This article lists the monarchs of Vietnam. Under the emperor at home, king abroad system used by later dynasties, Vietnamese monarchs would use the title of emperor (皇帝, Hoàng đế; or other equivalents) domestically, and the more common term sovereign (𤤰, Vua), king (王, Vương), or his/her (Imperial) Majesty (陛下, Bệ hạ).

Overview

Some Vietnamese monarchs declared themselves kings (vương) or emperors (hoàng đế). Imperial titles were used for both domestic and foreign affairs, except for diplomatic missions to China where Vietnamese monarchs were regarded as kingship or prince. Many of the Later Lê monarchs were figurehead rulers, with the real powers resting on feudal lords and princes who were technically their servants. Most Vietnamese monarchs are known through their posthumous names or temple names, while the Nguyễn dynasty, the last reigning house is known through their era names.

Titles

Vietnamese titles
Vietnamese monarchs used and were referred to by many titles, depending on each ruler's prestige and favor. Except for legendary rulers and the Sinitic-speaking Zhao dynasty and the Early Ly dynasty, the most popular and common Vietnamese designation for ruler, vua 𪼀 (lit. sovereign, chieftain), according to Liam C. Kelley, is "largely based on a pure semantic association based on the benevolent feature associated to the 'father' (but, on the other hand, the image of the father may also be terrifying, strict, or even mean)." Because there is no elaborated Chinese character or any attempt to standardize the Sino-Vietnamese Chữ Nôm script to render vua, the title was rendered in different ways. Vua in Ancient Vietnamese (10th–15th centuries) is attested in the 14th-century Buddhist literature Việt Điện U Linh Tập as bùgài (布蓋) in Chinese or vua cái (great sovereign in Vietnamese), in 15th-century Buddhist scripture Phật thuyết đại báo phụ mẫu ân trọng kinh as sībù (司布); in Middle Vietnamese (16th–17th centuries) as ꞗua or bua; becoming vua in Early Modern Vietnamese (18-19th centuries) such as recorded by Alexis-Marie de Rochon's A Voyage to Madagascar and the East Indies. Vua is not found in any Vietnamese dynastic records which all were written in the lingua franca Chữ Hán through.

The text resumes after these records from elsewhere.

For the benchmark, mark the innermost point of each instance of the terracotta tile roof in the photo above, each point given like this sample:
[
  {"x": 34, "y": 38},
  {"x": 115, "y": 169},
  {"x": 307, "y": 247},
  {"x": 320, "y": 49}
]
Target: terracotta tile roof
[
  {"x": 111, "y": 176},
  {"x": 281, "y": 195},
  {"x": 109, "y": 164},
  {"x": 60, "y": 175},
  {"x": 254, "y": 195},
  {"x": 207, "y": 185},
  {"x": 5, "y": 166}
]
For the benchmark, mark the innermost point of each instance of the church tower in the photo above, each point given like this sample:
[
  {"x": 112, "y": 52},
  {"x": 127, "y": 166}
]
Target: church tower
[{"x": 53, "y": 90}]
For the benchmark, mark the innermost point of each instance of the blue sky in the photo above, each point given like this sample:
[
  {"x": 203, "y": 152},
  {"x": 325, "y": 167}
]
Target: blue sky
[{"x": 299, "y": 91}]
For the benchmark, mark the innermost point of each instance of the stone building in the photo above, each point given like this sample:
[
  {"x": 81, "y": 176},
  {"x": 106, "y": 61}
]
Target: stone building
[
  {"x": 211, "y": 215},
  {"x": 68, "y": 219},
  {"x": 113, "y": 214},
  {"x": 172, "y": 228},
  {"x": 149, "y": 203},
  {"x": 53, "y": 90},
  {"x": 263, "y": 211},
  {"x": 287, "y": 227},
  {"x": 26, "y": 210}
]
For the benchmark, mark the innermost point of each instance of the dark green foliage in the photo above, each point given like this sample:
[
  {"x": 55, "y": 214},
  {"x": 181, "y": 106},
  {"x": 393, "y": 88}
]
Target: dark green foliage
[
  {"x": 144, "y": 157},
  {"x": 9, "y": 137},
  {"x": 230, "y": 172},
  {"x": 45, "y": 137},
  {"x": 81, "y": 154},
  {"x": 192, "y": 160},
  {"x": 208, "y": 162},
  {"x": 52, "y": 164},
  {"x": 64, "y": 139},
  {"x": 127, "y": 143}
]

According to Mark Alves, Vietnamese vua was seemingly a loan word borrowed from the Old Chinese form of title Wáng (王, king), *‍ɢʷaŋ, to Proto-Viet-Muong. Frédéric Pain, however, insists that vua is from a completely indigenous Vietic lexicon, derived from sesquisyllabic proto-Vietic *k.bɔ. While the monarch was commonly referred vernacularly as vua, Vietnamese royal records and official ceremonial titles kept bearing hoàng đế (emperor) or vương (king), which are Vietnamese renditions of Chinese royal titles Huángdì and Wáng. They were employed to show the Vietnamese monarchs' credence, and the latter was used in tributary relations with the Chinese empires without being considered a Chinese subject.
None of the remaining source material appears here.